Awardee:TRUSTEES OF COLUMBIA UNIVERSITY IN THE CITY OF NEW YORK, THE
Doing Business As Name:Columbia University
PD/PI:
  • Dana Peer
  • (212) 854-4397
  • dpeer@biology.columbia.edu
Award Date:06/04/2012
Estimated Total Award Amount: $ 1,150,810
Funds Obligated to Date: $ 1,150,810
  • FY 2015=$431,731
  • FY 2012=$719,079
Start Date:06/01/2012
End Date:05/31/2017
Transaction Type:Grant
Agency:NSF
Awarding Agency Code:4900
Funding Agency Code:4900
CFDA Number:47.074
Primary Program Source:040100 NSF RESEARCH & RELATED ACTIVIT
Award Title or Description:CAREER: Characterizing a Landscape of Signal Processing in the Immune System
Federal Award ID Number:1149728
DUNS ID:049179401
Parent DUNS ID:049179401
Program:Systems and Synthetic Biology

Awardee Location

Street:2960 Broadway
City:NEW YORK
State:NY
ZIP:10027-6902
County:New York
Country:US
Awardee Cong.
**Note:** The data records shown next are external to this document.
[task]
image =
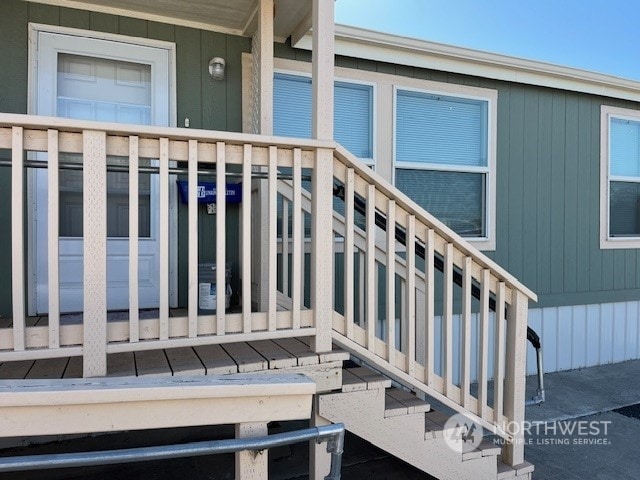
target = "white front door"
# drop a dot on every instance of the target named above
(103, 80)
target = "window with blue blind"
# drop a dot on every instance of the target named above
(624, 178)
(441, 157)
(353, 112)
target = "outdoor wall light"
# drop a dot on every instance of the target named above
(216, 68)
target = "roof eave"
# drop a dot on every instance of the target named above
(367, 44)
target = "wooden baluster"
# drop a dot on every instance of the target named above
(297, 290)
(391, 281)
(483, 354)
(466, 332)
(134, 234)
(246, 237)
(284, 228)
(447, 320)
(498, 362)
(410, 319)
(53, 236)
(221, 244)
(430, 308)
(17, 238)
(349, 293)
(371, 293)
(192, 185)
(164, 239)
(272, 189)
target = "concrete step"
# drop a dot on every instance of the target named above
(401, 402)
(522, 471)
(356, 379)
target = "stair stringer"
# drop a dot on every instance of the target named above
(403, 436)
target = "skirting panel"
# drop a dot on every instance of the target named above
(585, 335)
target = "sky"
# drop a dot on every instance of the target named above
(596, 35)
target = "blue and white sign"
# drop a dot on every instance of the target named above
(207, 192)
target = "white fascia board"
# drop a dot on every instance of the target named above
(370, 45)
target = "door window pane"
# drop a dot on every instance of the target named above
(111, 91)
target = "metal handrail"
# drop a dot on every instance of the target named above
(332, 434)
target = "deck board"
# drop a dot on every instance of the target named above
(15, 370)
(48, 368)
(152, 363)
(265, 355)
(121, 365)
(74, 368)
(275, 355)
(247, 358)
(215, 360)
(298, 349)
(184, 361)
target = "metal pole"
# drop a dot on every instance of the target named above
(332, 434)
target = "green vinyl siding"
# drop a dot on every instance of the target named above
(548, 188)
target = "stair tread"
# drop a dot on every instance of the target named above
(361, 378)
(505, 471)
(403, 402)
(489, 448)
(437, 417)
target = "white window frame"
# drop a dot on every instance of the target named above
(306, 72)
(384, 120)
(606, 114)
(488, 241)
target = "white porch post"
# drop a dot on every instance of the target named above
(515, 376)
(322, 211)
(252, 465)
(95, 254)
(263, 49)
(322, 204)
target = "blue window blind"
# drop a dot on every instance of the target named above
(353, 106)
(440, 130)
(625, 148)
(457, 199)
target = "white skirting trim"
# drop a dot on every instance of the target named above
(585, 335)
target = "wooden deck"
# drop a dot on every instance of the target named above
(289, 354)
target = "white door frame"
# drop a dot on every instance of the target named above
(32, 101)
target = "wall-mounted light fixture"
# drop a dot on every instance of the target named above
(216, 68)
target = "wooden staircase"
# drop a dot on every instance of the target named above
(400, 423)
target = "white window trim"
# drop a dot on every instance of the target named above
(306, 72)
(488, 242)
(384, 123)
(606, 114)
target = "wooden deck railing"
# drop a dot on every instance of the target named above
(423, 306)
(367, 269)
(31, 142)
District:10

Primary Place of Performance

Organization Name:Columbia University
Street:1212 Amsterdam Ave
City:New York
State:NY
ZIP:10027-7003
County:New York
Country:US
Cong. District:10

Abstract at Time of Award

Intellectual Merit. Signaling networks are the information processing devices of cells and organisms. These drive complex processes such as the development of an entire human being from a single cell and protecting the body in a coordinated response to a pathogen. The immune system presents a unique opportunity for studying development in mammals. White blood cells undergo differentiation and proliferation, a never-ending process throughout the life of the organism. The goal of this research is to present a global, systems view of the immune system, its function and its development. The approach is based on a new revolutionary technology, Mass-Cytometry, which enables us to observe cellular signaling and development at unprecedented resolution and detail. This empowers the exploration of development in a brand new way, unraveling the mystery of how we are made from just a single cell. Broader Impacts. Biological research is paved with novel technologies that lead to new opportunities, new challenges, and most importantly new discoveries. Elucidating general principles for molecular signal processing and development have great utility across a host of fundamental challenges in modern biology. This is an exciting era, during which interdisciplinary research can really make an impact on biology. To make such impact requires scientists trained in both quantitative and biological sciences. A key part of this project is to develop ways to distill complex science to a broader community, including science expo for K-8 and specialized systems biology training at the undergraduate and graduate levels. The modeling and visualization tools developed in this project are ideal for presenting the complexity of biological systems in a more tangible and concrete manner for students and are ideal training and outreach resources. The synergistic combination of technology and computation will have a transformative influence on broad topics across all of biology.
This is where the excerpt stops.